Algunos aviones reemplazarán a unidades ya desplegadas en la región. Sin embargo, sus misiones podrían extenderse según evolucionen las tensiones. El Pentágono evalúa constantemente la situación para ajustar su respuesta.
El Pentágono refuerza la defensa aérea en instalaciones estratégicas de la zona. La base aérea Al Udeid en Qatar recibe protección adicional. Más misiles interceptores llegan para proteger las instalaciones estadounidenses.
Estos sistemas de protección anticipan posibles represalias del régimen iraní. Las autoridades estadounidenses temen ataques contra sus bases militares. Por ello, aumentan las medidas defensivas en toda la región.
El secretario del Tesoro de Estados Unidos realizó declaraciones sobre los líderes iraníes. Afirmó que están sacando dinero del país en medio de la crisis. “Las ratas huyen del barco”, expresó el funcionario estadounidense.
Israel también ha respondido ante las crecientes amenazas regionales. Elevó al máximo la alerta de su sistema de defensa aérea. Las amenazas del régimen iraní motivaron esta decisión de seguridad nacional.

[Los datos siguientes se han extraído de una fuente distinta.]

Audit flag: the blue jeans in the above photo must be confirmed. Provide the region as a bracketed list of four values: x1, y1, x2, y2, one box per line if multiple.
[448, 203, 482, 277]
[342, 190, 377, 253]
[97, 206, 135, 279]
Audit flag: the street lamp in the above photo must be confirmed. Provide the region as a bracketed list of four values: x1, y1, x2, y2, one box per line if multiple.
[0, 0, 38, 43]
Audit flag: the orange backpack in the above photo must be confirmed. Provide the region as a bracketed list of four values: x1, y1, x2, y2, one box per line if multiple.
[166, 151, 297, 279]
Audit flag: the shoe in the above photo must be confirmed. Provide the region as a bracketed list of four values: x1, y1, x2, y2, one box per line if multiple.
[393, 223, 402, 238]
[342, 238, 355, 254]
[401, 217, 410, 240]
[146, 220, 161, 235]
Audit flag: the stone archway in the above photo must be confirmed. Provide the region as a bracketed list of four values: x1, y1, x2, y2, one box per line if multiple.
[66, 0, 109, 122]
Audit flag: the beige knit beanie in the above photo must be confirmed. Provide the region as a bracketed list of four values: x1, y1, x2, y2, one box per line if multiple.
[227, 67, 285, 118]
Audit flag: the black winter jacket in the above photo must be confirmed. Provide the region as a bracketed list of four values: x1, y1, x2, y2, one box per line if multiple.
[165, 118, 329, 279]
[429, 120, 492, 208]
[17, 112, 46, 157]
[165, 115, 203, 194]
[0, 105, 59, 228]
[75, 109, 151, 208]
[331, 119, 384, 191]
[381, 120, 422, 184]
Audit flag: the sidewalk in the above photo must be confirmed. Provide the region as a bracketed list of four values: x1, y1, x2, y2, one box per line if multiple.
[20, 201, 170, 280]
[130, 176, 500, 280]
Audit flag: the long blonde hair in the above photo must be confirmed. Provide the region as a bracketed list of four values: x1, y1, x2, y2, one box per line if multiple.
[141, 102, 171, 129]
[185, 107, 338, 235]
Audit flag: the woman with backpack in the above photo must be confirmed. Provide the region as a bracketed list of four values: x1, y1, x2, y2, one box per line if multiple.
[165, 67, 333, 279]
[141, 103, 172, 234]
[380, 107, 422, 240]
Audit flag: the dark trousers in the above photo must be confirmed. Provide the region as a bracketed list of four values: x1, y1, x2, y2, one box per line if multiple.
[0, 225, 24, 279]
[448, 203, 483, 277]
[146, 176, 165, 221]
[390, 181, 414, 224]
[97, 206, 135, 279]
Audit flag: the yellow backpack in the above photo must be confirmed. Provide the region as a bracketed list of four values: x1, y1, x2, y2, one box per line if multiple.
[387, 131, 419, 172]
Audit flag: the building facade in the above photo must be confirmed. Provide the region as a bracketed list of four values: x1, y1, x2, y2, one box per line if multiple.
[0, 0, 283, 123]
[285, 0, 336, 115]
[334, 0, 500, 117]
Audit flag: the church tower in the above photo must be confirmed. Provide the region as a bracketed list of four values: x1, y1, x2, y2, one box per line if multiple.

El Instituto para el Estudio de la Guerra analiza la situación constantemente. Esta organización con sede en Estados Unidos evalúa el impacto de la represión. Afirma que la brutal violencia pausó temporalmente las protestas.
Sin embargo, los analistas advierten que las manifestaciones pueden reanudarse pronto. La pausa no significa el fin del movimiento de protesta popular. Las causas subyacentes del descontento permanecen sin resolver en el país.
Mientras tanto, las familias iraníes continúan enfrentando decisiones imposibles. Deben elegir entre la verdad y recuperar a sus seres queridos. El dolor se multiplica ante la imposibilidad de realizar funerales dignos.
La práctica de cobrar por los cuerpos añade sufrimiento a las familias. Ya han perdido a sus seres queridos en las protestas. Ahora deben enfrentar extorsión para poder enterrarlos según sus tradiciones.
Esta situación revela la profundidad de la crisis humanitaria en Irán. Las autoridades utilizan los cuerpos como instrumento de presión política. Las familias quedan atrapadas entre el duelo y la manipulación gubernamental.
Los testimonios recogidos por BBC Persian muestran desesperación generalizada. Las personas buscan cualquier manera de recuperar a sus familiares fallecidos. Algunos recurren a préstamos imposibles de pagar en el futuro.
Otros aceptan las condiciones impuestas por las autoridades a regañadientes. Firman documentos falsos declarando a sus familiares como mártires del régimen. Esta humillación se suma al dolor de la pérdida irreparable.
La comunidad internacional continúa monitoreando estos abusos de derechos humanos. Organizaciones de defensa documentan cada caso para futuros procesos de justicia. Los testimonios se acumulan como evidencia de crímenes contra la población civil.